I was about six and had been pestering my parents for a pet for about as long as I could talk. At long last, my parents took me to Woolworth’s, where they bought me a green budgie. I named the budgie Hansie (I have no idea where that came from) but sadly, after one night and a body full of hives, it was quickly apparent that I was allergic to feathers. Or at least to budgies. Despite my tears and desperate pleas to keep him, Hansie was duly returned and exchanged for two goldfish.

Now, truthfully, even at six, I didn’t see a goldfish as a proper pet, but I figured if I could prove myself with fish, a puppy might be in the foreseeable future. I called my goldfish Goldie (hey, I was six) and Pixie. Everything was going along swimmingly until one day after school I noticed something odd. Pixie had gone from gold to red-gold. How was that even possible?

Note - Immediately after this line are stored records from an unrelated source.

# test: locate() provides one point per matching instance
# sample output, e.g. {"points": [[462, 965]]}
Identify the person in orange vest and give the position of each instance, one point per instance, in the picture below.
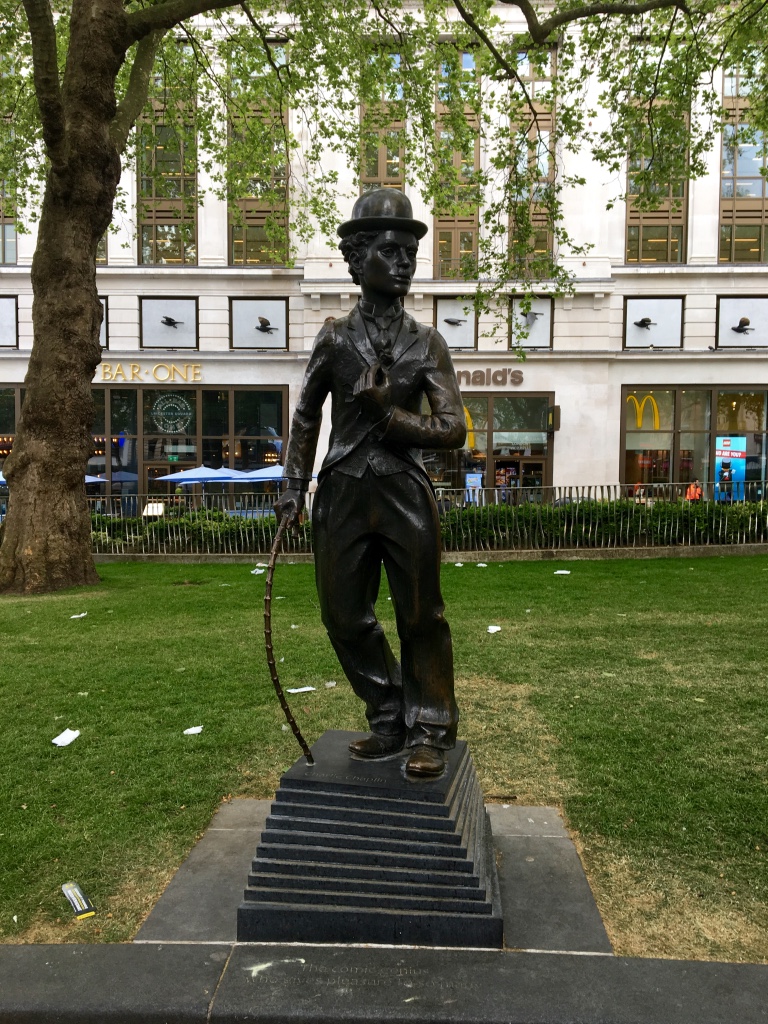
{"points": [[693, 494]]}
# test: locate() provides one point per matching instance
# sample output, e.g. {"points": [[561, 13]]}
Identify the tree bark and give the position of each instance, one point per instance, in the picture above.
{"points": [[46, 542]]}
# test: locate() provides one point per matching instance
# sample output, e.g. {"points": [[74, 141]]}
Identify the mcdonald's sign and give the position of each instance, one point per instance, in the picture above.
{"points": [[640, 409]]}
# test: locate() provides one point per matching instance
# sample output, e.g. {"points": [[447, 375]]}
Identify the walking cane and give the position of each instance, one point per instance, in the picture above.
{"points": [[268, 639]]}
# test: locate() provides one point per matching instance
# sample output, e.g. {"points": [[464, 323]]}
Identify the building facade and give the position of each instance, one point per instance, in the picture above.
{"points": [[654, 371]]}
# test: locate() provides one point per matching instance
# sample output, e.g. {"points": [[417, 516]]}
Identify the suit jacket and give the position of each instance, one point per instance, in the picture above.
{"points": [[421, 367]]}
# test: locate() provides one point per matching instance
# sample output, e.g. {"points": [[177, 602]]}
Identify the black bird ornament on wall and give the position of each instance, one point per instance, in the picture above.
{"points": [[743, 326], [264, 326]]}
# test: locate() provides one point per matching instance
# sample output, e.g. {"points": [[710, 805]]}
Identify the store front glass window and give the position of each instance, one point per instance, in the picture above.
{"points": [[649, 420], [739, 412], [694, 410], [258, 419], [7, 422], [693, 458]]}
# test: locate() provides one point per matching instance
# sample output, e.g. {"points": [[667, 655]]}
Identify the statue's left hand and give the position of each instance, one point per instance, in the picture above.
{"points": [[375, 390]]}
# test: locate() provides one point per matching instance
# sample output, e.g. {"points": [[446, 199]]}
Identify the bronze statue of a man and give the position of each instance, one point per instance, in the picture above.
{"points": [[375, 505]]}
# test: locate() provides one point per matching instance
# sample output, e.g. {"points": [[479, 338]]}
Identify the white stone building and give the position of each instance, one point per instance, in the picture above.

My first resource was my Encyclopedia Britannica (does anyone remember those?). Nowhere under Goldfish did it say they could change color. Which meant someone had replaced Pixie with an imposter. The most likely suspect was my mother, who would have been home while I was at school. But why? Surely no one would kidnap a goldfish. Would they?

I ran the idea of a goldfish kidnapping by my mother, who shamefacedly admitted that she’d found Pixie floating on top of the water that morning, and wanted to spare me the heartbreak of losing another pet. I forgave her, even after she told me Pixie had been unceremoniously flushed down the toilet. I did, however, insist on making a small grave marker out of popsicle sticks in the side garden. Pixie may have gone to that big aquarium in the sky, but at least she would be remembered.

I named the new goldfish Red, and to the best of my recollection, Red and Goldie lived a couple of years, though it could just as easily have been a couple of months. It’s hard to bond with a goldfish, you know? Especially after my mother tried to trick me about Pixie.